Le volume se termine par une contribution de Giovanni Casadio (“Ex oriente lux?”) qui vise à éclairer l’apport déterminant de Walter Burkert à la problématique des apports orientaux à la religion grecque. Le point d’interrogation qui suit la formule “ex oriente lux” souligne à bon escient le fait que la question ne peut pas se résoudre à une “génétique” culturelle, à une mécanique pure et simple d’emprunts. La liste proposée aux p. 128 ss.— entre Mésopotamie, Anatolie, Syrie, Egypte et Iran — déploie un éventail typologique très vaste qui opère à divers niveaux : traductions ou équations, transferts iconographiques, migrations de spécialistes du culte, migrations de dieux, cultes ou mythes. La mise en évidence de parallèles a du reste une valeur en soi (on parle alors de comparatisme typologique), par delà l’existence ou non d’emprunts (il s’agit alors de comparatisme génétique).
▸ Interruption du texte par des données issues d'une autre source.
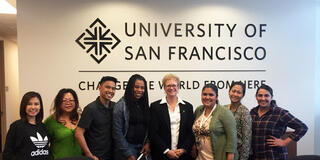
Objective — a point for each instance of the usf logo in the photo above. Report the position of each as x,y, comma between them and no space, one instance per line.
98,41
G. Casadio propose alors une série de réflexions personnelles sur certains aspects problématiques de cette approche, notamment sur les présupposés pour ainsi dire phénoménologiques de certaines convergences, abordées aujourd’hui plutôt sous l’angle cognitiviste. La seconde partie de cet essai propose un itinéraire historiographique relatif à la question des rapports entre Orient et Grèce du XVIIIe siècle à nos jours, de Creuzer à Burkert pourrait-on dire, en passant par Eduard Meyer, Otto Gruppe, Friedrich Delitzsch, Henri Frankfort, Eduard Zeller. . . Tout parcours historiographique est en partie un choix, mais comment justifier l’absence, dans ces pages, de penseurs aussi importants que Deissman, Diels, Boll ou Cumont ?
L’ouvrage, qui se clôture par d’utiles indices, représente un bel hommage au très grand savant qu’est Walter Burkert. On regrettera cependant que, contrairement au partage annoncé en introduction, aucune intervention ne soit suivie des débats qui ont dû avoir lieu lors du symposium. Les innombrables facettes de l’oeuvre de Walter Burkert ne pouvaient naturellement pas être illustrées ici, mais on aurait apprécié trouver davantage d’échos aux images quelque peu absentes des essais rassemblés. Cela dit, les textes érudits qui composent ce volume indiquent bien la richesse, en termes d’érudition et d’innovation, de l’apport de Walter Burkert à nos études.